Pike and company are currently hitting throngs of young uns in their collective faces as part of a tour that joins High on Fire with fellow down-tuners Mastodon, spazzcore local heavies Converge, and, to top it off, Dethklok — yes, as in the fictitious metal band from the Adult Swim cartoon Metalocalypse. Somehow, this tour, which comes to the House of Blues Tuesday and Wednesday, makes total sense: all three bands not only specialize in face-melting riff runs but are also merchants of metal’s continuously over-the-top allegorical æsthetic — even if the headliners amount to a pit band with animated corollaries projected on a screen that covers the stage.
Mastodon are arguably one of the most successful metal tall-tale tellers of all time. Their first major success came in 2004 with Leviathan, a loose concept based on Moby-Dick. This past spring they hit the Billboard Top 20 with Crack the Skye (Reprise), a dense song cycle revolving around Rasputin, astral travel, and Steven Hawking’s theories on wormholes.
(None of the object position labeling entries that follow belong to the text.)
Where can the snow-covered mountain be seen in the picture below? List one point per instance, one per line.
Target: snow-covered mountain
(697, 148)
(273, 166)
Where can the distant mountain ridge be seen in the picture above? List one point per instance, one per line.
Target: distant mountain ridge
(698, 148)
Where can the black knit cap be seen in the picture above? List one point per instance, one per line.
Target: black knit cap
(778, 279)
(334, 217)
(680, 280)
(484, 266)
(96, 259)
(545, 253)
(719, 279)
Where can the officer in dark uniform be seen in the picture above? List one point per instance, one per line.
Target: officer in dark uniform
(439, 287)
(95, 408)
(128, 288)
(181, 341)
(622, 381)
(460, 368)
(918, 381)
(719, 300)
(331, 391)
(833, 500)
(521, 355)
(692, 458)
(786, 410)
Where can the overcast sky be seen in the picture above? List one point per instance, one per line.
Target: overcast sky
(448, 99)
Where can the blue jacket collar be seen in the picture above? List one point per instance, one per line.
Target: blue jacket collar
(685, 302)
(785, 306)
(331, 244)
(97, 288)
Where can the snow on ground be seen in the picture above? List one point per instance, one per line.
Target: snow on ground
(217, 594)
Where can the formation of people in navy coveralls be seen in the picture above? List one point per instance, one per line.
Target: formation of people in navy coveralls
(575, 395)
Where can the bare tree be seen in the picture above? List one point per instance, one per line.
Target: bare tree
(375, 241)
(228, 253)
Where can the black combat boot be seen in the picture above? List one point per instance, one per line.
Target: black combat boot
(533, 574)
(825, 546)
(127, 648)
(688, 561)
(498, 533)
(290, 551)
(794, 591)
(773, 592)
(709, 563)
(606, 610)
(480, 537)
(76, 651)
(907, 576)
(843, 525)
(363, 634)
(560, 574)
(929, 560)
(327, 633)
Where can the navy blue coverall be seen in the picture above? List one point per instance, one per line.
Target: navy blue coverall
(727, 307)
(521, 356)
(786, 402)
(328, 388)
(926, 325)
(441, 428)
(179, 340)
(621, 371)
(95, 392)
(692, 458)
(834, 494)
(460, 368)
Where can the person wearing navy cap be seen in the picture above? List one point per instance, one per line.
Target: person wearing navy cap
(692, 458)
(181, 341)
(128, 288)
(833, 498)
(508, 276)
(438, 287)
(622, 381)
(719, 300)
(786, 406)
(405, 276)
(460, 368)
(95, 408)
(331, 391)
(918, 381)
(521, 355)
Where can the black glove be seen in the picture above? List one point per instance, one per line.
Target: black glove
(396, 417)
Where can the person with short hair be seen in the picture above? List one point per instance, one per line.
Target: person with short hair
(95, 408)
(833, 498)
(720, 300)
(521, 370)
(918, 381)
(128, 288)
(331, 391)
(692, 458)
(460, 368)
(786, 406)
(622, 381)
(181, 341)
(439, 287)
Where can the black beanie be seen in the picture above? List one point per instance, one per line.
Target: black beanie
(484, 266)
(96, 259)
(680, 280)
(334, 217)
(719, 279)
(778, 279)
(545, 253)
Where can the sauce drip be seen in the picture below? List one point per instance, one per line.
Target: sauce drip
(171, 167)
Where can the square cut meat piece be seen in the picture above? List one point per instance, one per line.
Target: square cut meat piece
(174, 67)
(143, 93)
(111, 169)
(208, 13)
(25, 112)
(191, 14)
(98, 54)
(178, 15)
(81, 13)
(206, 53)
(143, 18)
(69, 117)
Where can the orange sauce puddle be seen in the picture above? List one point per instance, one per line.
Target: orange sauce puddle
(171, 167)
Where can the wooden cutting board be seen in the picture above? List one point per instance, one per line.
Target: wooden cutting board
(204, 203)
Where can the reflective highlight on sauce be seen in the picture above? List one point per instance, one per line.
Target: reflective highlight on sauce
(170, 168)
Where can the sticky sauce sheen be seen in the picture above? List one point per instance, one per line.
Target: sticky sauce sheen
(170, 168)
“Our stuff, it’s all personal, you know, but it’s masked in this whole other story,” explains Mastodon drummer extraordinaire Brann Dailor. “We don’t want to be super-literal, because if we did, the audience would be like, ‘Oh, that is just something that happened to him.’ So it’s way better to create a new story with urban legends, Zoroastrian stuff, shit like that. Plus, it’s all great content for awesome metal T-shirts!”